In a paper published in the May 28, 1999, issue of the journal Science, authors Hastings and Botsford use simple mathematical models to show that the yield from coastal waters incorporating "no-take" zones would equal the harvest fishers get under current practice, which allows the industry to take a fixed percentage of the available fishery stock.

Fearing reduced harvests, fishing industry groups have been wary of proposed marine reserves as a remedy for overfishing and as a way to preserve marine biodiversity, according to Botsford and Hastings.

But the scientists say that reserves can work as well as traditional fisheries management, particularly for populations composed of sedentary adults and widely dispersed larvae--for example, sea urchins, Dungeness crab, and lobsters--that might not have a chance to reproduce otherwise.

If an equal harvest can be collected under the reserve system, this plan could counter industry pressure to increase the allowable catch and thus avert more rapid depletion of the fish population. No-take zones would also be easier to monitor and enforce than quota and size limits. In addition, fisheries management through reserves would eliminate the need to assess stock constantly.

Citing examples in Chile and South Africa, Hastings and Botsford say that at present few no-take marine reserves exist.

In California, nine no-take marine reserves exist, comprising 7,000 acres, just 0.2 percent of the state's waters.

"There's been an inertia to this idea.
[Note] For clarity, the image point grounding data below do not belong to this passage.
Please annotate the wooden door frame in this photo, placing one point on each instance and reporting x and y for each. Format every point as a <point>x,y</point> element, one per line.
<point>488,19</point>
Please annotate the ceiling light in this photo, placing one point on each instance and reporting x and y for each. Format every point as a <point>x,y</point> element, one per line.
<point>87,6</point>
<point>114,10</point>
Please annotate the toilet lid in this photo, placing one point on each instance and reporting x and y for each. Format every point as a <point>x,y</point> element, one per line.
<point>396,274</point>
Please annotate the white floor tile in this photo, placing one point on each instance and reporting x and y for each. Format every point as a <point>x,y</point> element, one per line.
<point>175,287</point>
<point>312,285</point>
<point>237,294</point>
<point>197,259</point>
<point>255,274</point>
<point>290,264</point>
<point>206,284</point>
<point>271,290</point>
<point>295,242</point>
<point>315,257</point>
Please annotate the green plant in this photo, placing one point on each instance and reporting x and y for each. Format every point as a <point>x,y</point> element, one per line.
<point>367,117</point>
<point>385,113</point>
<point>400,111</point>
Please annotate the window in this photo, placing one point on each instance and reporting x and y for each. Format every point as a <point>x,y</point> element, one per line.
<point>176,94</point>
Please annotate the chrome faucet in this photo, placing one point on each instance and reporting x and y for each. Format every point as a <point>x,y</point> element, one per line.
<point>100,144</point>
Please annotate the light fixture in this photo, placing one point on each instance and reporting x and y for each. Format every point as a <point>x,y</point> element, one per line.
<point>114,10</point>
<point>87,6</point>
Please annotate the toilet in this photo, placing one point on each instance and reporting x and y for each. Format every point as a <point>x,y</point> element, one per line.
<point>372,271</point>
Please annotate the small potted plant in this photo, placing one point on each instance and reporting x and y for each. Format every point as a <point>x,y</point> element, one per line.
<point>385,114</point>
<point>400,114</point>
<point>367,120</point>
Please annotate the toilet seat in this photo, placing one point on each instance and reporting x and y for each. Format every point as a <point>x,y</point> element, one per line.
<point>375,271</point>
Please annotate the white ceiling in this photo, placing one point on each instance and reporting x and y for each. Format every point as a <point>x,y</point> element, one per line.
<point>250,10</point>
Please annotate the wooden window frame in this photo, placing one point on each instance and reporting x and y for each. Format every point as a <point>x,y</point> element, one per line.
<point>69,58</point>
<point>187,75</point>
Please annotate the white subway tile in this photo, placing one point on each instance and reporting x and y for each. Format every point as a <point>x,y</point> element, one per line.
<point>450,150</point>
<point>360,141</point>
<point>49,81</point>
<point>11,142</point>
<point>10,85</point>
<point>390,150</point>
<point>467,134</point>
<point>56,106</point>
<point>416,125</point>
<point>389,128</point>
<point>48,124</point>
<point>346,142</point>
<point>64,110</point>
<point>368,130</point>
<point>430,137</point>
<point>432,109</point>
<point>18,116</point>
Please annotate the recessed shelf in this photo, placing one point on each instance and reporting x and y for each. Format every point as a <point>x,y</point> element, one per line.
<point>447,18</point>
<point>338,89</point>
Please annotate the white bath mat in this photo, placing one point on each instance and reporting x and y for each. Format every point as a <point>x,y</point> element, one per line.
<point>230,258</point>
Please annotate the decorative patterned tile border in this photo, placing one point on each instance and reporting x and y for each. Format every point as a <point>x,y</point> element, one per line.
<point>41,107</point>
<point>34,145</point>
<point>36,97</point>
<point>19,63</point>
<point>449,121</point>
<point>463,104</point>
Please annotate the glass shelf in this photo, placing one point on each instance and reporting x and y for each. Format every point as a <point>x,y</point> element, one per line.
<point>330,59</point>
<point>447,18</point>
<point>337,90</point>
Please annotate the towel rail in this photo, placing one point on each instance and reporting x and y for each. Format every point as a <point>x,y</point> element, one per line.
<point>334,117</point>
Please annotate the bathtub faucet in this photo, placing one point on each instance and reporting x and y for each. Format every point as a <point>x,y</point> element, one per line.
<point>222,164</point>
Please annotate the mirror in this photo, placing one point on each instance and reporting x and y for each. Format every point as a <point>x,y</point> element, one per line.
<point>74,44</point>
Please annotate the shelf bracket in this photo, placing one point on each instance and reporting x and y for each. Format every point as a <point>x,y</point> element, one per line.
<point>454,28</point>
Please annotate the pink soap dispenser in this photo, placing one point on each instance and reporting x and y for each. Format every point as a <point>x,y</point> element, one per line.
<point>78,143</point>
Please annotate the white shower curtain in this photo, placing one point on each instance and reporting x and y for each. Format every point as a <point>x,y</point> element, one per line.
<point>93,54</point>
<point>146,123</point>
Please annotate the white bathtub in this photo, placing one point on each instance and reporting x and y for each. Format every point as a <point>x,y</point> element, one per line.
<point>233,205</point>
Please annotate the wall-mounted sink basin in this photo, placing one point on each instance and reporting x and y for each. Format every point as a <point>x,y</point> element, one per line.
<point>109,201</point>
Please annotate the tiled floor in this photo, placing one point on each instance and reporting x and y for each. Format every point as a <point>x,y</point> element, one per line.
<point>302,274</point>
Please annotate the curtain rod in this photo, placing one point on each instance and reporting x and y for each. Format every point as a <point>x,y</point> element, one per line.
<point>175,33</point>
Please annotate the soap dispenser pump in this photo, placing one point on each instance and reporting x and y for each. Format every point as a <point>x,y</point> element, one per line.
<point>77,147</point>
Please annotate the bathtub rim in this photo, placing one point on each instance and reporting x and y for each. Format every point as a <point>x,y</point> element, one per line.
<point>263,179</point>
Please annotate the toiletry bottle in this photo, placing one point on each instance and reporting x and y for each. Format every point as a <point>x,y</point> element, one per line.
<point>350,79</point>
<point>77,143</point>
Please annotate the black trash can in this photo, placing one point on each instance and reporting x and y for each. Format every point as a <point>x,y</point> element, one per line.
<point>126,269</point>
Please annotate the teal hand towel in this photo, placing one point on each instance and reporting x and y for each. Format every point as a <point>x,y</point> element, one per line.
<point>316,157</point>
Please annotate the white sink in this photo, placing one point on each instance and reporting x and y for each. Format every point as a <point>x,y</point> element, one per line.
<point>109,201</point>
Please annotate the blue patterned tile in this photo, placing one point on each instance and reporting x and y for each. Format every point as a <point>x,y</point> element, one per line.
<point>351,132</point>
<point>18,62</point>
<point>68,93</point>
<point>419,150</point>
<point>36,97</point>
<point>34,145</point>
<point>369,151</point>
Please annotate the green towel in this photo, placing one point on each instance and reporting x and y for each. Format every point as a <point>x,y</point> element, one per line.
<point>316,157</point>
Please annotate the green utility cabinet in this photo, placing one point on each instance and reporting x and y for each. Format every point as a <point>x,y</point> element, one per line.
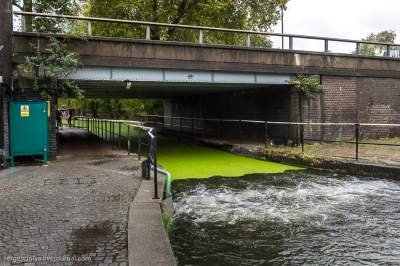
<point>28,129</point>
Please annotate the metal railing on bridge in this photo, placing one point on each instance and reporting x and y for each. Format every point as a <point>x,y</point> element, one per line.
<point>268,133</point>
<point>328,43</point>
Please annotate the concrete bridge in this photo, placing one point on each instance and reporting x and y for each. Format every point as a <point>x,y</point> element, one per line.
<point>206,80</point>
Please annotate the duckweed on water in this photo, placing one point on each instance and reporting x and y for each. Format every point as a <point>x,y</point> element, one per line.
<point>185,160</point>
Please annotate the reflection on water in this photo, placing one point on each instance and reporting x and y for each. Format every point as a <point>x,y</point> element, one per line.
<point>286,219</point>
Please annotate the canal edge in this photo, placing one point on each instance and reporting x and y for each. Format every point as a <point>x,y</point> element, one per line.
<point>148,242</point>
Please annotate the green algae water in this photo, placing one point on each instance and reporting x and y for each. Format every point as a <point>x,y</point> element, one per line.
<point>186,160</point>
<point>294,218</point>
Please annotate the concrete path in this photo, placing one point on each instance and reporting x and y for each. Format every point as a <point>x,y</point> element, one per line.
<point>72,212</point>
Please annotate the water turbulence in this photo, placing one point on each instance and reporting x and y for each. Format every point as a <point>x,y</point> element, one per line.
<point>291,218</point>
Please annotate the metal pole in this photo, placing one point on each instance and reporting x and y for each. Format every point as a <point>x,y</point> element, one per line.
<point>357,139</point>
<point>302,137</point>
<point>266,134</point>
<point>200,36</point>
<point>119,134</point>
<point>240,132</point>
<point>139,145</point>
<point>283,38</point>
<point>148,37</point>
<point>290,43</point>
<point>129,140</point>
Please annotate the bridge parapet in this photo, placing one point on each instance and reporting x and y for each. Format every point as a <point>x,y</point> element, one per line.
<point>120,52</point>
<point>385,49</point>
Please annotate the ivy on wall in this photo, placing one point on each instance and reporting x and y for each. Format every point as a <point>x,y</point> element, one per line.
<point>307,85</point>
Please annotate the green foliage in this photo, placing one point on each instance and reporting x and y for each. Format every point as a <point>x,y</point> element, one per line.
<point>387,36</point>
<point>241,14</point>
<point>306,85</point>
<point>53,25</point>
<point>49,70</point>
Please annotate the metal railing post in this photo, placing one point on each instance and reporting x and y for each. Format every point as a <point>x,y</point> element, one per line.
<point>148,33</point>
<point>112,135</point>
<point>357,128</point>
<point>139,146</point>
<point>154,155</point>
<point>302,137</point>
<point>240,132</point>
<point>129,140</point>
<point>290,43</point>
<point>102,129</point>
<point>326,46</point>
<point>200,36</point>
<point>119,134</point>
<point>266,134</point>
<point>89,28</point>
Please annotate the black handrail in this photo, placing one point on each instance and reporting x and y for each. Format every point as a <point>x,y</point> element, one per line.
<point>190,127</point>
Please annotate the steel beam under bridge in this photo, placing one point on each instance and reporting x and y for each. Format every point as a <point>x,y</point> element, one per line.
<point>112,82</point>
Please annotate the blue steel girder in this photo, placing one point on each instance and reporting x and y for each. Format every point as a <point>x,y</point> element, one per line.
<point>177,76</point>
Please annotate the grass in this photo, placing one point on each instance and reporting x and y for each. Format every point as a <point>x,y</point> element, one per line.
<point>192,161</point>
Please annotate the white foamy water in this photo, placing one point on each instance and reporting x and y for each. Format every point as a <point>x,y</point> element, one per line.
<point>308,200</point>
<point>289,219</point>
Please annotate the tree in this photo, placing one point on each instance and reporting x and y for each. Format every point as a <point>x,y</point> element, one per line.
<point>387,36</point>
<point>240,14</point>
<point>49,71</point>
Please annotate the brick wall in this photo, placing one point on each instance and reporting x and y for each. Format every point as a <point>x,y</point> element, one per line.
<point>351,100</point>
<point>379,102</point>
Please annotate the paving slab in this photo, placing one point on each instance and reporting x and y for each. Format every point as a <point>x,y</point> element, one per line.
<point>73,211</point>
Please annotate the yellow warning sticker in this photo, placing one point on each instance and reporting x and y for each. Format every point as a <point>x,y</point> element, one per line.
<point>24,110</point>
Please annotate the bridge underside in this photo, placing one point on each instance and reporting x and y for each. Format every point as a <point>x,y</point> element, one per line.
<point>118,89</point>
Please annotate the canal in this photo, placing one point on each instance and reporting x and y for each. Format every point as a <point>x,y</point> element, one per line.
<point>296,217</point>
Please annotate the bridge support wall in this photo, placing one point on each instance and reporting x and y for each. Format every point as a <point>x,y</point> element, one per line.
<point>351,100</point>
<point>342,100</point>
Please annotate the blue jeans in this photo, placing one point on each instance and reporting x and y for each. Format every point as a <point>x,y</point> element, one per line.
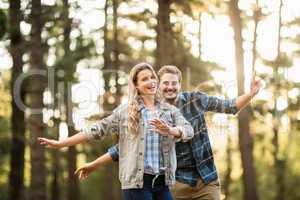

People thought there would be less efficient management with reserves. But this way, you just divide up the coast, with fishing allowed here, but not there," Botsford says.

"With the reserves, there's less uncertainty in predictions of what you can catch," Hastings adds.

The research was supported by a National Science Foundation grant, and conducted at the National Center for Ecological Analysis and Synthesis at UC Santa Barbara.

Reference: Hastings A and LW Botsford. 1999. Science 284: 1537-1538.